This Monday, New York State Assembly Member Phil Steck (D-Colonie) introduced legislation aimed at curtailing the State Liquor Authority’s reach into other states. Assembly Bill 5920, co-sponsored by Assembly Member Dan Quart (D-New York City), would expressly prohibit the Liquor Authority ("NYSLA") from penalizing licensees for violating the laws of other states, unless the conduct in question (1) is a violation of the New York alcoholic beverage control law or (2) has resulted in a criminal conviction in another state.
A. 5920 was precipitated by recent NYSLA enforcement actions penalizing direct shipments of wine to consumers outside New York. The most notable of these, of course, is the ongoing Empire Wine litigation. On August 1, 2014, NYSLA charged Albany wine store Empire Wine ("Empire") with “improperly” shipping wine directly to consumers in 16 other states. The notice of pleading alleged that one of Empire’s shipments violated Alabama law. This case highlights the problems that can arise when laws and protocols fail to keep pace with technological development and changes in consumer behavior. The Internet has the potential to expand choice and enhance the convenience of wine shopping, but not without the right regulatory framework.
Empire sued NYSLA in state court before an administrative hearing could take place, claiming that the agency's actions violated the Commerce Clause and exceeded its authority, and that the state regulation relied on by NYSLA in prosecuting out-of-state shipments is unconstitutionally vague. Empire’s lawsuit was dismissed as premature, and NYSLA’s revocation hearing was rescheduled. The revocation proceedings were soon derailed when Empire and NYSLA butted heads regarding witnesses and Empire sued the agency under the Freedom of Information Law. It is no wonder that this administrative and judicial quagmire led to legislative action.

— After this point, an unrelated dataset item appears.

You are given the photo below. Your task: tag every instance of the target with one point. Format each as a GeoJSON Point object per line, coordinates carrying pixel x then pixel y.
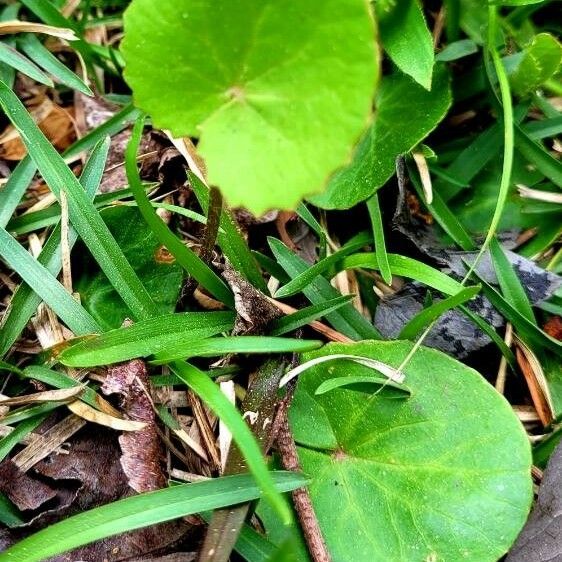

The bill justification for A. 5920 reads in part:
The State Liquor Authority has fined, and could suspend, revoke or cancel the license of small businesses for "improper conduct" due to online, direct to consumer interstate wine shipments to state(s) that may have laws restricting such sales and shipments. It is concerning that the State Liquor Authority (SLA) is conducting enforcement activity on behalf of other states, when these states have not requested their enforcement or intervention, nor has the New York merchant been found to have violated the law of those states. . . .
Current law authorizes NYSLA “to revoke, cancel or suspend for cause” licenses issued pursuant to the ABC Law. [N.Y. A.B.C. Law § 17(3).] A. 5920 would, as explained above, prohibit NYSLA from penalizing licensees for violating another state’s law unless the underlying conduct also violates New York law or has resulted in a criminal conviction in the other state. It provides, in relevant part:
The liquor authority shall not have the power to revoke, cancel, or suspend any license or impose any civil penalty against any holder of a license or permit based upon conduct which the authority determines to be in violation of the laws of another state, unless such conduct independently violates a specific provision of this chapter, or unless due process of law has been provided by authorities of competent jurisdiction in such other state and the licensee or permittee is found guilty by such authorities of violating such state's laws.
To avoid confusion, the bill also provides:
"for cause" shall not include conduct which the authority determines to be in violation of the laws of another state, unless:
a. Such conduct independently violates a specific provision of this chapter; or
b. Due process of law has been provided to the licensee or permittee by authorities of competent jurisdiction in such other state and the licensee or permittee and such licensee or permittee has exhausted its due process rights according to such state's laws.
Clearly, the bill is intended to prevent a repeat of the Empire Wine saga, but without data on the number of enforcement actions rooted in violation of other states’ laws, it is unclear what impact it would have in practice beyond increasing out-of-state, direct-to-consumer alcohol shipments. Furthermore, NYSLA Chairman Dennis Rosen, who steadfastly defended the action against Empire, allegedly acknowledged that the agency would not prosecute every violation. Presumably, then, NYSLA’s conduct has not deterred all retailers from serving out-of-state customers.
Perhaps A. 5920 creates more questions than it answers. Is this bill a harbinger of comprehensive legislative reform, or is it a quick fix for a very concrete problem? Will Assemblyman Steck become a champion of the state’s wine industry? What does this mean for the “for cause” standard? Will “for cause” be defined? Should it be? If it is defined for NYSLA, should it be defined for other agencies? Will NYSLA promulgate regulations expressly proscribing interstate shipments? When will interstate wine shipments have their day in court again, scrutinized with the high-power Commerce Clause lens of the judicial microscope?
A. 5920 is an important measure that is certainly worth watching. According to the Times Union, Steck is “close to securing a Senate sponsor” for the bill. I will continue to write about significant developments here.
 The references to due process and guilt indicate that a criminal conviction is required.